El abejorro cumple 25 años. “El euro es como un abejorro. Es un misterio de la naturaleza, porque no debería volar, pero lo hace”, dijo Mario Draghi en el verano de 2012, al final del discurso del whatever it takes, cuando parecía que la eurozona estaba destinada a ser un cadáver pasado por el hacha de Jack el Destripador. Los apocalípticos ya eran legión hace un cuarto de siglo, cuando Europa decidió darse una moneda común y acabar con marcos, francos, pesetas y demás reliquias monetarias. Los economistas anglosajones, capitaneados por varios premios Nobel, predijeron que aquello no volaría. “Es un gigantesco error histórico”, bramó en su día Ken Rogoff, del FMI.
Durante la crisis del euro volvieron a sonar las trompetas de Jericó: “El apocalipsis llegará muy pronto”, avisó Paul Krugman, pesimista jefe contra la Unión Económica y Monetaria. Pero ahí sigue el euro, desafiando las leyes de la gravedad. Porque tiene serios defectos de fábrica: una unión monetaria sin unión fiscal ni bancaria, por no hablar de unión política, es algo inherentemente frágil.
El euro tiene fallos difícilmente subsanables de incompatibilidad entre culturas políticas, económicas e industriales de los distintos países. Ha protagonizado una guerra de baja intensidad entre acreedores y deudores; siempre ha sido un amaño entre las reglas alemanas y la discrecionalidad francesa. Pero domina el arte de ir tirando.
Tras dos guerras calientes y una fría, el euro acabó siendo la respuesta más radical del europeísmo. “Europa comenzó como un proyecto elitista que creía que solo era preciso convencer a los que tomaban decisiones; esa fase de despotismo benigno se acabó”, dijo entonces el recientemente fallecido Jacques Delors. El euro fue el precio que los franceses pidieron por la unidad alemana; a cambio, Berlín exigió que la moneda se construyera a imagen y semejanza del marco, y acabó imponiendo su ley: Alemania era y es el gran beneficiario de la eurozona (pese a que está sumida en una grave crisis de modelo).

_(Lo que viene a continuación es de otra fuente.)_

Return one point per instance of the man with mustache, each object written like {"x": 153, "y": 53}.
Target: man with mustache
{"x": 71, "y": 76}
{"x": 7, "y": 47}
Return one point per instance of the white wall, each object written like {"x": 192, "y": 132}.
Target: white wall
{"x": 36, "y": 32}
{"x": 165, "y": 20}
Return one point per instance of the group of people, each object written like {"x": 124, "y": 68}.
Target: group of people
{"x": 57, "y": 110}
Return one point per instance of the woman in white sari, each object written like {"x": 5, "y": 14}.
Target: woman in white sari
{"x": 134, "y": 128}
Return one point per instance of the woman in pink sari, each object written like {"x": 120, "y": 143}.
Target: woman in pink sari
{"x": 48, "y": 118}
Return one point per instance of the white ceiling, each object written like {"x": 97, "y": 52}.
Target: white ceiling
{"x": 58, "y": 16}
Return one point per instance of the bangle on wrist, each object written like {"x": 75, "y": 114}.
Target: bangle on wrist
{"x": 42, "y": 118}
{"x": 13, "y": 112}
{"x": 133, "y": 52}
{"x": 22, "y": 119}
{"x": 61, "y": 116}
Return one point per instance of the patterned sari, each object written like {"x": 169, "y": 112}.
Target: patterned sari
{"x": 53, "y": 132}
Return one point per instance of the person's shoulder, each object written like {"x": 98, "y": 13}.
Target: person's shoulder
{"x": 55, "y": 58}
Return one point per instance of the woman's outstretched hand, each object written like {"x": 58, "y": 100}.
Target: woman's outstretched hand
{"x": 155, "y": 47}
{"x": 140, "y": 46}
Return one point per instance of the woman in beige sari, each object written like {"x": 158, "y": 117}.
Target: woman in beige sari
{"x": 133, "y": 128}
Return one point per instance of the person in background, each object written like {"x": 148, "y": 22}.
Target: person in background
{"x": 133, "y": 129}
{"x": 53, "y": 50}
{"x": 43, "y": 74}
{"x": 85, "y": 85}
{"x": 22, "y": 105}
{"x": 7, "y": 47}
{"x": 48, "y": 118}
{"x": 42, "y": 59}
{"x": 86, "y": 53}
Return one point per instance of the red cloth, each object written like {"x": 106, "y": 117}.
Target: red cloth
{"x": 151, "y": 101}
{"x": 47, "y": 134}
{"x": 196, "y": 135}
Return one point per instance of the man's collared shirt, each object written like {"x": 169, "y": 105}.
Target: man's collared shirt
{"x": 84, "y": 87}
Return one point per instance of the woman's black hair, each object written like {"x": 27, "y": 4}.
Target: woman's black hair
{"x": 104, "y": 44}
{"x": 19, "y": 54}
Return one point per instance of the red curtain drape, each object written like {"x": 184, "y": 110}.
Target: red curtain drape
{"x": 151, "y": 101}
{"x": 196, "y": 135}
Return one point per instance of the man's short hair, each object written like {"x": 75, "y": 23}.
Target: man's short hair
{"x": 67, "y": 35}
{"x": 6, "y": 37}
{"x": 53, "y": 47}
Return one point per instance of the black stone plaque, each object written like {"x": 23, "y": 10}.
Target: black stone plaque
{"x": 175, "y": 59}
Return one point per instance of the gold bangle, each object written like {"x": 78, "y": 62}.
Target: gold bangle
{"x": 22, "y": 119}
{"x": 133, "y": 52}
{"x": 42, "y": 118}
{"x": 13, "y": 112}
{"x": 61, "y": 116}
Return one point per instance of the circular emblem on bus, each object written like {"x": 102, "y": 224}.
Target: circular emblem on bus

Delors erró el tiro: el despotismo benigno sigue ahí. La primera década de la moneda fue una marcha triunfal. Jean-Claude Trichet, jefe del BCE, lo calificó 10 años después de nacer de “éxito notable”; Joaquín Almunia, entonces en la Comisión, dijo que era “un foco de estabilidad”. Los dioses castigan con saña el pecado de hybris: se suponía que el euro iba a poder reciclar los excedentes del Norte en el Sur, pero justo cuando Trichet y Almunia se daban ese baño de complacencia todo ese dinero fácil estaba hinchando burbujas colosales y acabó provocando problemas en toda la periferia. La gestión de la crisis fue insoportablemente mediocre: una crisis financiera de libro se gestionó como una crisis fiscal, en uno de los mayores gatos por liebre de la historia. Berlín, Bruselas y Fráncfort impusieron ajustes draconianos y la eurozona estuvo a un paso de romperse; la magia de Draghi la mantuvo a salvo.
El euro, en fin, es duro de pelar. Pero el cisne esconde bajo las aguas unas patas de monstruo: quienes pensaron que la integración económica traería unión política estaban equivocados; quienes pensaban que bastaba con un puñado de reglas escritas en bronce estaban equivocados; quienes pensaban que el euro sería una máquina de fabricar convergencia estaban equivocados. Y sin embargo, a pesar de los pesares, el abejorro sigue volando.